BEIT-UL-MOQADDAS (AFP) – U.S. Secretary of State Condoleezza Rice returns to the region on Saturday in a bid to breath new air into the sluggish Middle East peace process ahead of a visit by President George W. Bush.

On her 15th visit to Israel and the Palestinian territories in under two years, Rice is expected to push the sides to stick to their goal of clinching a peace deal by the end of 2008.
The talks will be held alongside Egyptian-led efforts to broker a truce between Israel and Gaza resistance fighters that would ease an Israeli blockade on the Hamas-ruled territory, which has been sidelined in the current peace talks.
The top U.S. diplomat was to dine with Israeli Prime Minister Ehud Olmert in Beit-ul-Moqaddas upon her arrival in Israel on Saturday evening and meet Palestinian president Mahmud Abbas in the West Bank town of Ramallah on today.
She will then host a three-way meeting with top peace negotiators Israeli Foreign Minister Tzipi Livni and former Palestinian prime minister Ahmed Qorei, who have been holding closed-door talks for several months.
""Israelis have waited too long for the security they desire and they deserve. Palestinians quite frankly have waited too long for the dignity of an independent state,"" Rice said in Washington on Tuesday.
She said that the U.S. ""unwavering"" support for Israel should give it the courage to make ""difficult and painful compromises.""
A senior Israeli official told AFP that Rice might seek a public Israeli-Palestinian document outlining the progress made so far in their peace talks.

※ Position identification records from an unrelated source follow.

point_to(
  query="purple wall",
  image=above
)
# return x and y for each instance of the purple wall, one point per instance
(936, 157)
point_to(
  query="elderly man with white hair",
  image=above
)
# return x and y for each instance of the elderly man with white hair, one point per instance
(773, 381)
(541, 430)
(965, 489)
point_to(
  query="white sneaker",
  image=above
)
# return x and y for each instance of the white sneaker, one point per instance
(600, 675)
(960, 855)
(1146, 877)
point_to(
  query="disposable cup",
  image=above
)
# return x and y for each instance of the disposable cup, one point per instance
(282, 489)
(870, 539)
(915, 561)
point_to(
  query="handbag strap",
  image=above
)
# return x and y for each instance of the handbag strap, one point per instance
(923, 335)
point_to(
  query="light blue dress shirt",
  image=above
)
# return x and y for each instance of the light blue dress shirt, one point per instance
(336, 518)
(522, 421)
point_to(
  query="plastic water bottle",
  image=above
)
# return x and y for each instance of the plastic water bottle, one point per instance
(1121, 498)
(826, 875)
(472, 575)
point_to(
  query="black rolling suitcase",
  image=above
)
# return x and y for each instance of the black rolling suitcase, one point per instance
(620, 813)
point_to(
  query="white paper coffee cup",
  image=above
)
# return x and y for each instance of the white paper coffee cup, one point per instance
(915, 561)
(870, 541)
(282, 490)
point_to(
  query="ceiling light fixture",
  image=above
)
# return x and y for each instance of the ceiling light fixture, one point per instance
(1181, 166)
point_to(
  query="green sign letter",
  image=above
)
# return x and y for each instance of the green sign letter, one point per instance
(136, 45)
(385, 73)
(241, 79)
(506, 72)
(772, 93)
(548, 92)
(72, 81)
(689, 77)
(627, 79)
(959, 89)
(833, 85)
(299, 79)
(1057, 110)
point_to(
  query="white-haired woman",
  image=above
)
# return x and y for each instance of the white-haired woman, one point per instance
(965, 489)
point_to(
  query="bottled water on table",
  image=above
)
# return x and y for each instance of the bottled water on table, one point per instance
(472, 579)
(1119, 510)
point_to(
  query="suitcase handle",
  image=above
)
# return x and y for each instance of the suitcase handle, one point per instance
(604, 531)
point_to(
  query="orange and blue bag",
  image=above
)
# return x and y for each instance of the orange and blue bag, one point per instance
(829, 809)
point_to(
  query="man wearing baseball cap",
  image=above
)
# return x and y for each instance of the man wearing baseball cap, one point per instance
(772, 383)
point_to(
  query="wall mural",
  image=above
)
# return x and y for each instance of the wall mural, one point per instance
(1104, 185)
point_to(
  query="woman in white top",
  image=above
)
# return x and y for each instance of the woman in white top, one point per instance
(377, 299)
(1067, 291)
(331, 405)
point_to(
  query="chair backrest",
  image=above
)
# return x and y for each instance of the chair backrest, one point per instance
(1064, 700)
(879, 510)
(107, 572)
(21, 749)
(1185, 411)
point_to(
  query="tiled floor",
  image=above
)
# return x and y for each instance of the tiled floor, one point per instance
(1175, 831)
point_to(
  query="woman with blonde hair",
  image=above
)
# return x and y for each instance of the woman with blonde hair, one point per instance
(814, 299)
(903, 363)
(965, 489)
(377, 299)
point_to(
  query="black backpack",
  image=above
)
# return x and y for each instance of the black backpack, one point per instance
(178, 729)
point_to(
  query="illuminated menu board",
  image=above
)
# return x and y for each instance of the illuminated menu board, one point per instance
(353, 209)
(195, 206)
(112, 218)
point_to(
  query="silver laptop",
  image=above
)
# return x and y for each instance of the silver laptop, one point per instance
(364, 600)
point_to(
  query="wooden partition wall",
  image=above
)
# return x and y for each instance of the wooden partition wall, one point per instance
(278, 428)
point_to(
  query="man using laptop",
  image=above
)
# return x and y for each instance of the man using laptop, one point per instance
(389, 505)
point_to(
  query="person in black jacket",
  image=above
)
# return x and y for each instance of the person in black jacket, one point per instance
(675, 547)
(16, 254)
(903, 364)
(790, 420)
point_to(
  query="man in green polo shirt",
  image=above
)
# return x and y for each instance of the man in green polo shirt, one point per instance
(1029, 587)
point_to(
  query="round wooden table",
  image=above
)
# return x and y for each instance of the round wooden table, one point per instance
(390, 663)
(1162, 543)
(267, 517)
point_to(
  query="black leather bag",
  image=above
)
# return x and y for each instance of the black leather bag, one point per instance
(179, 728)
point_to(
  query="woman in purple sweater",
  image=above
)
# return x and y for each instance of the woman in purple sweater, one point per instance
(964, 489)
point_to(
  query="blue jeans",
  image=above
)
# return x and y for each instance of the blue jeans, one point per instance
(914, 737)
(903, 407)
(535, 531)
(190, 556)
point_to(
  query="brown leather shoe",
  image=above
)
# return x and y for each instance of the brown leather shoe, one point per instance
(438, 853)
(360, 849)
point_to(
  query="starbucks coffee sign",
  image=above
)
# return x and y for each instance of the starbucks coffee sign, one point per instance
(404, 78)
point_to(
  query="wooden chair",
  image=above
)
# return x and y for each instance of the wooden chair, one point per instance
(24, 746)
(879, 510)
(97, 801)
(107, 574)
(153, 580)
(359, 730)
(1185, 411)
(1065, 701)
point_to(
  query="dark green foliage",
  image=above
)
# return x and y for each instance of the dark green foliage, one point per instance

""But there is little chance of seeing such a document since both sides wish to keep the talks secret until an agreement is reached on all issues,"" he told AFP, speaking on condition of anonymity.
Efforts to advance the peace talks have been mired by violence in Gaza and Israel's continued settlement expansion in the occupied West Bank and east Jerusalem, which Palestinians wish to make the capital of their future state.
The Mideast Quartet -- the United Nations, the United States, Russia and the European Union -- on Friday called on Israel to halt all settlement expansion, a measure to which it committed itself under the 2003 roadmap peace blueprint.
Bush, who hosted a conference that formally restarted Middle East peace negotiations in November after a seven-year freeze, will visit Israel, Saudi Arabia and Egypt from May 13 to 18.
Earlier this week he acknowledged that achieving peace was an uphill task but said he was ""still hopeful we will get an agreement by the end of my presidency"" in January 2009.
But he has no plans at present for a joint peace summit with Israeli and Palestinian leaders in May.
Rice will also hold joint talks with Israeli Defense Minister Ehud Barak and Palestinian prime minister Salam Fayyad that are expected to focus on efforts to improve living conditions for West Bank Palestinians.
Meanwhile, hundreds of Palestinian forces were being deployed to the West Bank town of Jenin on Saturday in the latest expansion of a security crackdown in the north of the territory aimed at building confidence with Israel.